The overlord player has taken a few hits since the first edition. He no longer has cards that let him spawn monster groups, and the effects of most traps are reduced to prevent a cheap killing spree. He also only ever draws one card per round, which severely limits his capabilities. On the plus side, though, all cards can be played without expense, which gives the overlord more flexibility in the use of his card hand. Also, spending hard-earned experience on new overlord cards adds a great role play component to the otherwise character-less side of the gaming table.
The game has a few down-sides, though. Movement has its merits, as heroes and monsters alike squeeze through the spaces between diagonally arranged obstacles. The magical shrinking and rotation-at-will of large monsters is badly reminiscent of video game creatures spinning wildly due to clipping and collision errors. And the line-of-sight rules are an illogical nightmare for everyone who has ever played a tabletop or pen&paper game. The players can adjust these issues manually through the application of some simple house rules, but one of the big expectations on the 2nd Edition was the burial of home-made edits to the guidelines. On top of that, most merits with movement and line-of-sight could easily have been avoided, if the editors had moved the game into the 21st century already, and replaced the old-school squares with hexagons. Also, the overlord can feel a bit left out at times, because with one card per round he may not draw anything that fits the situation for several game rounds. Furthermore, purchasing new overlord cards is expensive, and heroes will level up their gear and skills a lot faster than the overlord ever could.
Looking over all these game-play tripping-hazards one wonders, if Fantasy Flight Games may have made a few sacrifices too many on their way to a stream-lined dungeon experience. But all moaning and knit-picking aside the 2nd edition is still a great game of dungeon exploration and monster hunting. The new stream-lined Descent has great looks and a game concept that manages to enthral both role-players and strategists of various skill and experience levels.

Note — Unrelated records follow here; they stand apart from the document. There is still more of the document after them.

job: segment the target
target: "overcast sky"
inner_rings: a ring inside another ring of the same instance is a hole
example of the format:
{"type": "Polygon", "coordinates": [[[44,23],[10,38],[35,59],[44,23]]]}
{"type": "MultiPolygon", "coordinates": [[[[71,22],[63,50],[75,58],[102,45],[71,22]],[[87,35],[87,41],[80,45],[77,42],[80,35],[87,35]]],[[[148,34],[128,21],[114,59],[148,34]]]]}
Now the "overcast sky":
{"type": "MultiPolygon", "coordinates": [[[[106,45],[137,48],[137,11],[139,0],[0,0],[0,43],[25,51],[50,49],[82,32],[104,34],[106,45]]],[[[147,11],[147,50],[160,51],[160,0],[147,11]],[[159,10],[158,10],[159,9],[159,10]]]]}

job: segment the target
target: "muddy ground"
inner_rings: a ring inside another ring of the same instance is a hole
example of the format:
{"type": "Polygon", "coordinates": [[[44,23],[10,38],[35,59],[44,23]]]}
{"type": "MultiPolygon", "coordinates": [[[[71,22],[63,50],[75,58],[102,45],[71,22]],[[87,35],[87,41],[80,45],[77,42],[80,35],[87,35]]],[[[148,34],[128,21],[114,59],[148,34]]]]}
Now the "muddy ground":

If you are fan of the first edition, you will miss some strategic depth that has been sliced off together with the monster spawns, stacking conditions, more powerful traps, treasures, and quest markers. What you may not miss are elements like the thousands of markers that used to track gold, negative effects and overlord powers; tons of cards to signify skills and items; overpowered treasures and monster abilities; and a general imbalance that could throw entire quests into a big kill-and-get-killed orgy. No matter if you liked the first edition or not, it is highly recommended that you I) see Descent – 2nd Edition as a completely different game, and II) try it out yourself. Because the gaming experience is very rewarding, but also greatly dependant on your personal taste.
Finally, and as a disclaimer to everyone who’d like to blast me for writing a review in English: if you could understand the babbling above, you won’t have difficulties with the English version of the game.